Documentation ¶
Index ¶
- func CosineSimilarity(str1, str2 string, splitLength int) float32
- func DamerauLevenshteinDistance(str1, str2 string) int
- func FuzzySearch(str string, strList []string, algo Algorithm) (string, error)
- func FuzzySearchSet(str string, strList []string, quantity int, algo Algorithm) ([]string, error)
- func FuzzySearchSetThreshold(str string, strList []string, quantity int, minSim float32, algo Algorithm) ([]string, error)
- func FuzzySearchThreshold(str string, strList []string, minSim float32, algo Algorithm) (string, error)
- func HammingDistance(str1, str2 string) (int, error)
- func JaccardSimilarity(str1, str2 string, splitLength int) float32
- func JaroSimilarity(str1, str2 string) float32
- func JaroWinklerSimilarity(str1, str2 string) float32
- func LCS(str1, str2 string) int
- func LCSBacktrack(str1, str2 string) (string, error)
- func LCSBacktrackAll(str1, str2 string) ([]string, error)
- func LCSDiff(str1, str2 string) ([]string, error)
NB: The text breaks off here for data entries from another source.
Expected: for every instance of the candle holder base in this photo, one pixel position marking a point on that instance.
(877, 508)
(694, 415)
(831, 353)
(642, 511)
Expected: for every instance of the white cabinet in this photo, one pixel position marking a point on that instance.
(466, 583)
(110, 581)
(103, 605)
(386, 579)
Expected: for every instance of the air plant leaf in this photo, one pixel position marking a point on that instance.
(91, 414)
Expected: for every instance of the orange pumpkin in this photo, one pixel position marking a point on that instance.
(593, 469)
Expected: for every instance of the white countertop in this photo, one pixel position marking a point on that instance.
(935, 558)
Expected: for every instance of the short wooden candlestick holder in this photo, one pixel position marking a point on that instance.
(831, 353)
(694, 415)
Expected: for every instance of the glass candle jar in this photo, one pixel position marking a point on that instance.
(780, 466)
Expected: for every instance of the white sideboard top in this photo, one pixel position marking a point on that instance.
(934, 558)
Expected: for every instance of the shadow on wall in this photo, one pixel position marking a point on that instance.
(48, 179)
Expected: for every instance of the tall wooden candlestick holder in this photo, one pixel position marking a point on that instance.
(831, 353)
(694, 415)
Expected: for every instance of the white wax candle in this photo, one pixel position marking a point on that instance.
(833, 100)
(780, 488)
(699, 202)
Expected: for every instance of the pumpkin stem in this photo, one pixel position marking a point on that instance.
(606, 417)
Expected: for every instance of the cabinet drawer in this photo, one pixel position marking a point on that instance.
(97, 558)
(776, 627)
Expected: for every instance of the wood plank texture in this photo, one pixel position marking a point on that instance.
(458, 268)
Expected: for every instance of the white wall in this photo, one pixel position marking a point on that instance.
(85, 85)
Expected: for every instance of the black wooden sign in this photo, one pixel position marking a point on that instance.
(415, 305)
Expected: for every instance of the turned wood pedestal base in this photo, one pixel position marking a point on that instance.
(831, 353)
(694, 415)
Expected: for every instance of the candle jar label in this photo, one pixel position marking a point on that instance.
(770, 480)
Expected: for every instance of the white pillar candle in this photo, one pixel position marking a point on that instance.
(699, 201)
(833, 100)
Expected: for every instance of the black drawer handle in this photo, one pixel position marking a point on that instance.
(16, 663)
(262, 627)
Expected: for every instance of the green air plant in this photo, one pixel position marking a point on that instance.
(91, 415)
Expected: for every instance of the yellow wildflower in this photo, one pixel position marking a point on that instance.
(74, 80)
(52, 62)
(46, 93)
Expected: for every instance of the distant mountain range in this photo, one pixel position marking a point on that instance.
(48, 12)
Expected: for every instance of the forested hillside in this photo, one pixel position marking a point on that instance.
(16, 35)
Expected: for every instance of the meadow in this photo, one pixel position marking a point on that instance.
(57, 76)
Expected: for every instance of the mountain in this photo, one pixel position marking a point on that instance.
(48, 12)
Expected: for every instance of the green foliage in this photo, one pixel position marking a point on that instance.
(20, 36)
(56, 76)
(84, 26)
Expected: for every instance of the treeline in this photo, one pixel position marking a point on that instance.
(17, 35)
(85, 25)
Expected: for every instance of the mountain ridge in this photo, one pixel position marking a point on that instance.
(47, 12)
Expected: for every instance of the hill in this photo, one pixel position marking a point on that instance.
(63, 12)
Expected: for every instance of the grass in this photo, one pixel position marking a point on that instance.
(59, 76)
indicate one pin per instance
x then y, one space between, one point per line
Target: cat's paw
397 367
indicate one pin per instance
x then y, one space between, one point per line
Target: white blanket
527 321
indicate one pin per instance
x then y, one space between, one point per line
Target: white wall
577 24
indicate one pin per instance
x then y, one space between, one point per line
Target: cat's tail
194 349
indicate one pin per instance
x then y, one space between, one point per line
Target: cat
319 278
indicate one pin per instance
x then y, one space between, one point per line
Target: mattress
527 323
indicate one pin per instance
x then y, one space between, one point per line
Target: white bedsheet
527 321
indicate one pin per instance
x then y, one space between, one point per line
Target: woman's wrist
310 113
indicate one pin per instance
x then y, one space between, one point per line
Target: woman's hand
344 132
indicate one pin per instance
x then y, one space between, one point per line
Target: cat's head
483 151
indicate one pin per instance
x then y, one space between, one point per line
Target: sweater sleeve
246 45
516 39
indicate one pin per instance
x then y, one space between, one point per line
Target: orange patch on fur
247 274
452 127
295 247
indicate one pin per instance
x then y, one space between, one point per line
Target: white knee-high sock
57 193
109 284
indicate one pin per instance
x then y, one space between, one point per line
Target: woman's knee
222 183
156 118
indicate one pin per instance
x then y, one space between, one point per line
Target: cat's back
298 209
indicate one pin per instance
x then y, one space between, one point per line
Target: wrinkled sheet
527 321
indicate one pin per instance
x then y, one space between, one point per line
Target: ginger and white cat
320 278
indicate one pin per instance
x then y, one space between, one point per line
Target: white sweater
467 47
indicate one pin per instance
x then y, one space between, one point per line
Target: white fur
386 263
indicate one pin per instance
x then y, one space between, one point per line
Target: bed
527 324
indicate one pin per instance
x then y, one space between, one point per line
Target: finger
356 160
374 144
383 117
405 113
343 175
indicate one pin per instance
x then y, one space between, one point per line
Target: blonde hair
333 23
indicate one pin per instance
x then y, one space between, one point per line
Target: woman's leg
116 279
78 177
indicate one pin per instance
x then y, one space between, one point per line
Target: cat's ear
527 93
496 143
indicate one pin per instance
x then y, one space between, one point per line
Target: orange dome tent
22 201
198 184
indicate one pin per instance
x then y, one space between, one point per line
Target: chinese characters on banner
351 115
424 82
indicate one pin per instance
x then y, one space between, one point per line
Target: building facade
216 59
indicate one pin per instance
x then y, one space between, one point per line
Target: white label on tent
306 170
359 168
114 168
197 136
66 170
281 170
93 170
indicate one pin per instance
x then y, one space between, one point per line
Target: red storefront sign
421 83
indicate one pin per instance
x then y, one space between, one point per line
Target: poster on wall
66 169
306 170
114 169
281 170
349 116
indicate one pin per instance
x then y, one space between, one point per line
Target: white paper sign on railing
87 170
- func LCSEditDistance(str1, str2 string) int
- func LevenshteinDistance(str1, str2 string) int
- func OSADamerauLevenshteinDistance(str1, str2 string) int
- func QgramDistance(str1, str2 string, splitLength int) int
- func QgramDistanceCustomNgram(splittedStr1, splittedStr2 map[string]int) int
- func QgramSimilarity(str1, str2 string, splitLength int) float32
- func Shingle(s string, k int) map[string]int
- func ShingleSlice(s string, k int) []string
- func SorensenDiceCoefficient(str1, str2 string, splitLength int) float32
- func StringsSimilarity(str1 string, str2 string, algo Algorithm) (float32, error)
- type Algorithm
Constants ¶
This section is empty.
Variables ¶
This section is empty.
Functions ¶
func CosineSimilarity ¶ added in v1.3.0
CosineSimilarity use cosine algorithm to return a similarity index between string vectors Takes two strings as parameters, a split length which define the k-gram single length (if zero split string on whitespaces) and return an index.
func DamerauLevenshteinDistance ¶
DamerauLevenshteinDistance calculate the distance between two string This algorithm computes the true Damerau–Levenshtein distance with adjacent transpositions Allowing insertions, deletions, substitutions and transpositions to change one string to the second Compatible with non-ASCII characters
func FuzzySearch ¶ added in v1.2.0
FuzzySearch realize an approximate search on a string list and return the closest one compared to the string input
func FuzzySearchSet ¶ added in v1.2.0
FuzzySearchSet realize an approximate search on a string list and return a set composed with x strings compared to the string input sorted by similarity with the base string. Takes the a quantity parameter to define the number of output strings desired (For example 3 in the case of the Google Keyboard word suggestion).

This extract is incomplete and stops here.